In April, the TONH board approved a contract with Verizon, which, together with Public Service Commission approval, cleared the way for local customers to have a choice of cable provider. According to TONH Council Member Fred Pollack, the contract requires them to provide service on a "fair and equitable basis" to all the town's unincorporated areas. Pollack said, "We got the best deal we could. We wanted them to be here so that customers would have a choice." He added, "Their deal had to be comparable with what we have with Cablevision so that there would be a "level playing field." Pollack added that TONH plans to use some of the income from the franchise to contract for a TV station and for TV program production.
The Village of Sands Point also has approved the Verizon franchise contract. Randy Bond, village clerk, said, "We are pleased that residents now have a choice. We recommend that they look at all the packages and pick the one that works best for them."
Residents of the other villages will have to wait awhile. Yvonne Whitcomb, clerk of the Village of Baxter Estates, said that the village is still in negotiations. She was hopeful that something would be worked out very soon. According to Palma Torrisi, clerk of Port Washington North, they have not yet entered into negotiations yet, but expect to do so soon. Previously, Mayor Bob Weitzner told the Port News that the village had halted the infrastructure work for a time after Verizon started two fires by slicing through some gas lines. Ronnie Shatzkamer, Manorhaven's village clerk, said that negotiations are continuing, adding that it has been difficult to schedule meetings during summer vacation season. She said that Verizon has done all the things that the village requested of them, including making needed repairs of poles, fallen wires, and the like. "They have been great," she said. "Now we really want to move forward on this."

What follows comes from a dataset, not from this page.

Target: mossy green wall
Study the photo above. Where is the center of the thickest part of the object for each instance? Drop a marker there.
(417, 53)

Another concern of local residents is the frequent power outages, large and small. Even momentary outages can cause loss of computer data and electronic settings on other devices. The power surges that result when the electric is turned back on after an outage or a "brownout" can and do damage appliances. (This reporter had an expensive telephone destroyed, although it was on a so-called "surge protector," and was told that a Port North resident had her television "fried." Councilman Fred Pollack said that he has met with LIPA and that subsequently LIPA did a lot of rewiring and put in some new equipment on the six worst lines. He said, "It seems to have reduced the number of outages, but it's still too many." Pollack said that he will be asking LIPA for some new statistics and that he will review them. Port Washington North also has an ongoing project with LIPA to improve reliability on the peninsula. Previously, both Mayor Bob Weitzner and Trustee Steve Cohen, head of the Village's Infrastructure Committee, had said that they were pleased with the way that the project is going, but agreed with Councilman Pollack that there are still too many.
The primary problem, of course, is the fact that we have overhead wires throughout almost the entire peninsula. Various groups, individuals and government entities have inquired about the possibility of burying some or all of the overhead wires, but LIPA's consistent position has been and is that this would be "not economically feasible."
In a related development, Nassau and Suffolk County Executives Thomas Suozzi and Steven Levy announced that the counties are moving forward with a project that will provide wireless Internet access (so-called "Wi-Fi") throughout both counties. According to a recent Newsday article, they expect to sign a contract with e-Path Communications, a Florida startup that won the award through a competitive bidding process.